Il pg ha passato in rassegna i punti chiave del processo, dall’analisi giuridica dell’imputazione in concorso esterno, all’incontro a Milano fra Delll’Utri, Berlusconi, e i mafiosi Cinà, Bontade e Teresi. E il caso Garraffa, su cui la Corte di Cassazione ha recentemente pronunciato l’annullamento della sentenza di appello fissando alcuni punti che il pg ha spiegato essere preclusi ad ulteriori discussioni: per esempio la visita mattutina che Garraffa ha ricevuto da parte di Virga, boss trapanese, riconducibile al volere del senatore. I suoi legali dai volti immobili intanto oscillavano nervosamente sotto il tic ritmico delle gambe. Poi ancora, l’agenda di Dell’Utri. Difficile seguire la replica, tra un incrocio di testimonianze, date, numeri di telefono e fotocopie.

“Non lo so dove li ho presi, ho cercato nell’indice ma non risultano…” ha confessato il pg rispondendo alla domanda della Corte: “Scusi, ma questi atti sono depositati al processo?”. La difesa allarga le braccia e il pg passa avanti. Ad accompagnare il brusio monotono dei condizionatori, un premere di tasti e agitare di penne: davanti agli occhi dei giudici è una distesa di giornalisti. Nessun altro rumore estraneo alla voce del pg, in una concentrazione che si fa via via più densa, e che al nome Spatuzza, quasi si può tagliare.
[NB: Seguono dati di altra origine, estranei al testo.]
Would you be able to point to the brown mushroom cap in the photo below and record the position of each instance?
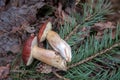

Quella del pg si scioglie al termine della replica, lanciando un appello, affidandosi a una decisione “storica” dei giudici che, secondo il procuratore, potrebbe avvicinare le mani sulla verità delle stragi ‘92-’93. E il processo si tramuta in un western, in cui a sparare sono i “pistolotti” tra accusa e difesa. Colpi da principiante i loro, si intende, che non sono abituati a sparare. E la Corte, si spera, che sia riuscita a schivarli tutti i colpi, dentro e fuori dall’aula.